In terms of national spread, Dogara has ensured that even the South East that is obviously politically disadvantaged got their due with 16 positions, second only to North West with 18 positions. To further confirm his patriotism and sense of service before self, the least number of committees went to North-East where he is from: the zone got eight committee chairmen and eight deputies.

Surprisingly, this noble act of the Speaker has generated a lot of tension in the house with some members protesting the equitable distribution of committees, accusing the speaker of allocating more committee slots to opposition parties than he should have. Some even went on to accuse him of allocating what they termed ‘juicy’ committees to the PDP.

The world over, committees of the parliament are supposed to be for proper oversight functions. To that effect, the main considerations are usually the ability of members to function properly in their committees and the quality of oversight by the committees.

The house ought to function as a whole and not be allowed to continue to be polarised along party lines. The Deputy Chairman, House Committee on Media and Publicity, Hon. Jonathan Gaza recognises this fact when he answered a reporter’s question thus: ‘Time has been wasted on several things … when you walk into that chamber, it’s not about parties anymore. We swore allegiance to the Federal Republic of Nigeria, not to our respective parties. It is therefore about the progress of Nigeria. The wheel of governance is spinning and Nigeria would begin its upward move’.

The same sentiments run deep in the Senate President, Senator Bukola Saraki’s speech at the inauguration of the House of Representatives Committees, when he said: ‘To all Nigerians I say this. As your representatives, we owe you not only our hard-work, but our judgment. This National Assembly will not be a parliament of ambassadors from different and hostile interests; which interests we maintain as agents and advocates against one another in perpetual conflict.

‘Rather, the 8th National Assembly will remain a united, deliberative assembly of one nation, with one interest, that of the whole nation, not local prejudices or affiliations but working for the public good with collective purpose’.

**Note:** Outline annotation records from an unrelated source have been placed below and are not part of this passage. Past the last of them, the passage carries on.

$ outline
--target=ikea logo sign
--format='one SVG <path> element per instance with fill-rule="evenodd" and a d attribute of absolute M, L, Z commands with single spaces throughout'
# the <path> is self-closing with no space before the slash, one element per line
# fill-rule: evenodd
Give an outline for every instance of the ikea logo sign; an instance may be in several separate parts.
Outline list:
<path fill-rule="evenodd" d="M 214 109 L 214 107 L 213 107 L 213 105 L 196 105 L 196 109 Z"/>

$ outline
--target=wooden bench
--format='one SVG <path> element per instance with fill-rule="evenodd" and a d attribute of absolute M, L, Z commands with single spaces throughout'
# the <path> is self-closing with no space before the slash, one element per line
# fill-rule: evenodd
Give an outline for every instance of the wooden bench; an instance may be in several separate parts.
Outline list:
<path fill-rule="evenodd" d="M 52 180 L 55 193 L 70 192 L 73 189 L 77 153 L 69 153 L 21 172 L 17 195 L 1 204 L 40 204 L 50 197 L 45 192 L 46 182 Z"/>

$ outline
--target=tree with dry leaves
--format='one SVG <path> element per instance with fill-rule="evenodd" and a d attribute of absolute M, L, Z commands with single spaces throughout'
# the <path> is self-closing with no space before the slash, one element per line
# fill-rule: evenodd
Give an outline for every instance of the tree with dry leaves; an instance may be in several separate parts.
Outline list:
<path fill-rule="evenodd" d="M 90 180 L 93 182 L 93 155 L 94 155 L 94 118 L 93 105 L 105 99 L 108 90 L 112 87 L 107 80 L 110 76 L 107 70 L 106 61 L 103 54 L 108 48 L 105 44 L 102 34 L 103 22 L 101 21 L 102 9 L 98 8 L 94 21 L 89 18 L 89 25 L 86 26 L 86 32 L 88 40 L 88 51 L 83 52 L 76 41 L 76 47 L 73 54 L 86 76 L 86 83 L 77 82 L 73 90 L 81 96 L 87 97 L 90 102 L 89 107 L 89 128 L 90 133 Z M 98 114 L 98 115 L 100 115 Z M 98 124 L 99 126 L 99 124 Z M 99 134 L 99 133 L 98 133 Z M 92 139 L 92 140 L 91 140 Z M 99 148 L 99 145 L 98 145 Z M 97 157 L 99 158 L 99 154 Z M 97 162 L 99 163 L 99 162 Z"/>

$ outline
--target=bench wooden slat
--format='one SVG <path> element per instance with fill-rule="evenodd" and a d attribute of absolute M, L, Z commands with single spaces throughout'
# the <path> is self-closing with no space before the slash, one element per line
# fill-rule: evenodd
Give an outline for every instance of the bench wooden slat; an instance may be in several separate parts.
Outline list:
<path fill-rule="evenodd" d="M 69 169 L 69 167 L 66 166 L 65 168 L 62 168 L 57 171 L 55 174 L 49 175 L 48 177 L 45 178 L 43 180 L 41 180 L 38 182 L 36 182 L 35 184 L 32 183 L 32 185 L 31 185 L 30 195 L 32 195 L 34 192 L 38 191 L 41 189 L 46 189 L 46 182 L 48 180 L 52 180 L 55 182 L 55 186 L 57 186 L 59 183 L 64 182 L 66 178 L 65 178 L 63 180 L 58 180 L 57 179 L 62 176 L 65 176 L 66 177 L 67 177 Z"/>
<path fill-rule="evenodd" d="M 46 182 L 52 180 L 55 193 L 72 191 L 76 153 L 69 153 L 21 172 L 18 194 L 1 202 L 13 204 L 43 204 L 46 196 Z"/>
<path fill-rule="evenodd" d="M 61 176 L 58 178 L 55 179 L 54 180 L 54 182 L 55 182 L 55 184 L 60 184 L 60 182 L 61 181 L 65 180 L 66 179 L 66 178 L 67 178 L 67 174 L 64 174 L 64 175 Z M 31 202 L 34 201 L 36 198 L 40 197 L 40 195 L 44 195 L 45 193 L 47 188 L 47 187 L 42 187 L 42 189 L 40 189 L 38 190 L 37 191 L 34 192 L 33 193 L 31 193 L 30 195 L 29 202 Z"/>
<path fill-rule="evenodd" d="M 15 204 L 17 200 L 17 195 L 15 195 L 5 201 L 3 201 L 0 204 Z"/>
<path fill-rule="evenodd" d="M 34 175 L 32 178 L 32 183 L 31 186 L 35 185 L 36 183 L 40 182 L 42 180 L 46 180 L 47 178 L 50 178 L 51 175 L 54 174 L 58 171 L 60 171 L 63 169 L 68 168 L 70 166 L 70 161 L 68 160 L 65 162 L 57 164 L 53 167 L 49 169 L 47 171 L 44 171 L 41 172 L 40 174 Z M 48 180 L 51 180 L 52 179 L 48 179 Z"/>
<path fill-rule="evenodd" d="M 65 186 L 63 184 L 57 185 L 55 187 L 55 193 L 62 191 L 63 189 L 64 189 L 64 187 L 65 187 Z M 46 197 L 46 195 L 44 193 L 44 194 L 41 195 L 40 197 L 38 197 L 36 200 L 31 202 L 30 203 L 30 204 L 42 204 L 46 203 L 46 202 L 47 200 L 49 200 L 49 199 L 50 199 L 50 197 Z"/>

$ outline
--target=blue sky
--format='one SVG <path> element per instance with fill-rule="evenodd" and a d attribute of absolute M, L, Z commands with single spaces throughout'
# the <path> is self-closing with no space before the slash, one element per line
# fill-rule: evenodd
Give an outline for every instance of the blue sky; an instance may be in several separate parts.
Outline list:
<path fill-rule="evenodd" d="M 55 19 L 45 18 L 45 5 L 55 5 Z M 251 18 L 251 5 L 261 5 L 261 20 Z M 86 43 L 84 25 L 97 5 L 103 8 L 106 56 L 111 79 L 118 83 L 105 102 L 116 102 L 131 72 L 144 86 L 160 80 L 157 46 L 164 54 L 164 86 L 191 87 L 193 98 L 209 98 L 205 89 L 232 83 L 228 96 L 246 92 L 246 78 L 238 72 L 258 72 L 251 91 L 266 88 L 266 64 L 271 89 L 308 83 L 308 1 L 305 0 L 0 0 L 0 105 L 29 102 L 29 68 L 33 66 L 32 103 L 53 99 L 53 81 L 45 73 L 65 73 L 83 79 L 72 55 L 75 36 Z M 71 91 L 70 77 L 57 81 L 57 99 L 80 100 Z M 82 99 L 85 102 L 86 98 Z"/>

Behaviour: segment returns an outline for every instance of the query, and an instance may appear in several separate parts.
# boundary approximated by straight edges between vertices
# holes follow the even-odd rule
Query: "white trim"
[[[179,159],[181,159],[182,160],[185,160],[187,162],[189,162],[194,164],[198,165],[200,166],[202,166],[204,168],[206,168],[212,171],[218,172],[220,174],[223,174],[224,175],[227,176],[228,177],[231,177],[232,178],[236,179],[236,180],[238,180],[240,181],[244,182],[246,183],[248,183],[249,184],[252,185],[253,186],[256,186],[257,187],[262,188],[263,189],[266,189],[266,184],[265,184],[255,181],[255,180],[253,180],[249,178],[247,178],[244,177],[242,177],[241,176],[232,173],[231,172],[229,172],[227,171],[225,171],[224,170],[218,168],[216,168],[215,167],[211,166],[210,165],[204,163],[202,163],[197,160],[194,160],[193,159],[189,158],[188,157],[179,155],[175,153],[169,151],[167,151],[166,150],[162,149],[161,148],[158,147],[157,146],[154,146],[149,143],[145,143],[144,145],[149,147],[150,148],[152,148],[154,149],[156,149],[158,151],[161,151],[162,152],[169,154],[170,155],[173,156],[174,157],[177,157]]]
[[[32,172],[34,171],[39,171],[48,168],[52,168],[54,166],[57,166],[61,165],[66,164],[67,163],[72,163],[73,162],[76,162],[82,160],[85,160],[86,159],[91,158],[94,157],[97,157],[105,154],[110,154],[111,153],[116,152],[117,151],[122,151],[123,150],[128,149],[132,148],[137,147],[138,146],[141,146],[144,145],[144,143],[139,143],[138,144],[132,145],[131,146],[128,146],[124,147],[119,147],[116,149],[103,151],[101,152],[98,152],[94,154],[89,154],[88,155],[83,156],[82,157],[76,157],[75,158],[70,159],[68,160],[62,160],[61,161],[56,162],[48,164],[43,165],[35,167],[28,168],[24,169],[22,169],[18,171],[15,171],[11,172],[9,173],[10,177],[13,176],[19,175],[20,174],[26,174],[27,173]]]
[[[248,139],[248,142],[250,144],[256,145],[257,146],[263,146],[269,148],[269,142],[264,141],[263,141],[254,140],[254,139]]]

The Speaker, himself, guided by his belief that the house should remain one, insists that no ‘juicy’ considerations were taken into cognizance when committees were set up. He maintained that the only consideration was service to Nigeria.

‘Let me use this opportunity to restate that there is nothing like juicy committee or non-juicy committee. I personally do not understand what is meant by that. If it means opportunity to contribute, we can assure you that every member of a committee would enjoy ample and equal opportunity.

‘Every committee of the House is very important and is designed to handle specific functions for the House and on behalf of the Nigerian people who elected us’, the Speaker said at the inauguration.

The National Assembly must realise that the Nigerian people that elected this government are getting quite impatient. They want action; they want a speedy resolution of our country’s myriad of problems; they want a turn for the better for their impoverished lives. They are tired of the bickering and infightings that have continued to dog the house. Nigerians can never again be taken for a ride by any government. So, the earlier the governing APC gets its acts together, especially the legislature, the better for the party and the government it is currently running.

Nigerians want the house to get down to work. They believe that the fight for ‘juicy’ committees is not in the interest of Nigerians, but that of the privileged members of the house.

Now that the House has fully taken off, let the lawmakers move on and work for the Nigerian people. Indeed, it is time for both the Dogara and Gbajabiamila tendencies in the House of Representatives to come together and give Nigerians quality representation for which they were elected. Nigerians want nothing less, nothing more!